Opening arguments in the trial of a member of the notorious Islamic State kidnap and murder cell known by its hostages as “The Beatles” started Wednesday in a federal court in Alexandria, Virginia.

El Shafee Elsheikh, a British citizen, is charged with involvement in the killings of American journalists James Foley and Steven Sotloff and aid workers Peter Kassig and Kayla Mueller.

Elsheikh and another British national, Alexanda Kotey, were captured in 2018 by U.S.-backed Kurdish forces in Syria. They were held in Iraq before being extradited to the U.S. in 2020 to stand trial in federal court.

Kotey pleaded guilty in September 2021 to the murders of Foley, Sotloff, Mueller and Kassig. He will be sentenced in April.

Elsheikh chose to fight the charges. He is accused of conspiracy to commit hostage-taking, hostage-taking resulting in death, conspiracy to murder U.S. citizens, and conspiracy to provide support to a terrorist organization.

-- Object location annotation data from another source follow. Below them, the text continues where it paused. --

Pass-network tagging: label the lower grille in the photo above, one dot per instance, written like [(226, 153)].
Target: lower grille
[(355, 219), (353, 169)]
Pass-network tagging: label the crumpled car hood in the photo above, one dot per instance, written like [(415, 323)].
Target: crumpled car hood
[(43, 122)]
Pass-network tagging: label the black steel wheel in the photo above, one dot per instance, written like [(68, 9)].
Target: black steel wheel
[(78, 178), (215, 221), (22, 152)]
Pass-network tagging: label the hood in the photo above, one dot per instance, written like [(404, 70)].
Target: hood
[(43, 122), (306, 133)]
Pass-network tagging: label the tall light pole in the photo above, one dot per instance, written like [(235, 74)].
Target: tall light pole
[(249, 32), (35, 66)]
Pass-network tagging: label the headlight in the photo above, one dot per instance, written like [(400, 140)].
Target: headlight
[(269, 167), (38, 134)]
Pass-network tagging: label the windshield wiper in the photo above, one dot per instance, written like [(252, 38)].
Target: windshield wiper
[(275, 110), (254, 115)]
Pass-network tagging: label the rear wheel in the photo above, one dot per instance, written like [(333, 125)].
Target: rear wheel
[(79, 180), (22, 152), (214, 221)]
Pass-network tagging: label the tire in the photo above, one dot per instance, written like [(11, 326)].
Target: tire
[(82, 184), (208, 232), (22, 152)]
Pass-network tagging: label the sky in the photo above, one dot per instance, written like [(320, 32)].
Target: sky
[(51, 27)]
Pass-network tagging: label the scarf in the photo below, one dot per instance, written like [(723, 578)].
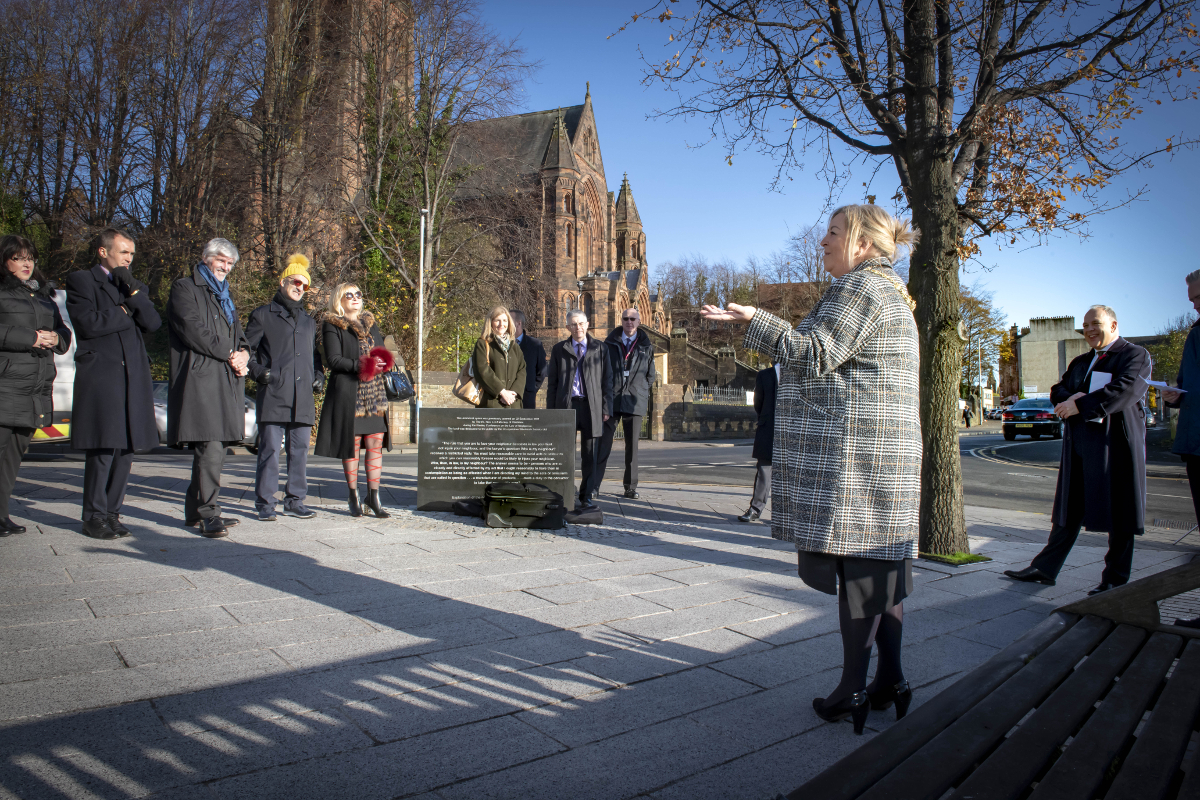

The pair are accused of overseeing the places the hostages were held and coordinating ransom negotiations, U.S. authorities say.

Both allegedly took part in a “prolonged pattern of physical and psychological violence against hostages,” which included waterboarding, electric shocks and mock executions, Agence France-Presse reported.

The charges carry a potential death penalty, but U.S. prosecutors have told Britain they will not seek that sentence.

Terrorism expert Seth Frantzman said the trial in Alexandria was seen as an exception. Those involved in kidnaps, killings and terror activity are rarely extradited to face trial in the country where their victims were from.

The so-called “Beatles” cell was allegedly involved in the abductions of at least 27 people in Syria from 2012 to 2015. The hostages created the moniker based on the accents of their captors.

Their hostages — journalists and aid workers — came from several countries, including the U.S., Britain, Denmark, France, Japan, Norway and Spain.

Mohamed Emwazi, a British citizen who oversaw the killings of some of those hostages, died in a drone strike in 2015. Aine Davis, the fourth member of the group, was convicted in Turkey in 2017 on terrorism charges and sentenced to 7½ years in prison.

Defense arguments rejected

Elsheikh’s lawyers attempted to have the charges thrown out before trial, arguing that Elsheikh and Kotey had made confessions under duress. The legal team has said the killings were planned and carried out by Emwazi at the behest of the IS leadership.

But a judge rejected those arguments, saying evidence showed that confessions made both to government interrogators and to journalists were made freely.

Defense attorney Edward MacMahon called Elsheikh “a simple ISIS fighter” in his opening statement on Wednesday, using another term for IS, which is also known as ISIL.

“Mr. Elsheikh was not a member of the ‘Beatles’ and not involved in the kidnapping, torture and deaths of any of these individuals,” he said.

The James W. Foley Legacy Foundation applauded U.S. authorities for holding Kotey and Elsheikh accountable for their alleged crimes.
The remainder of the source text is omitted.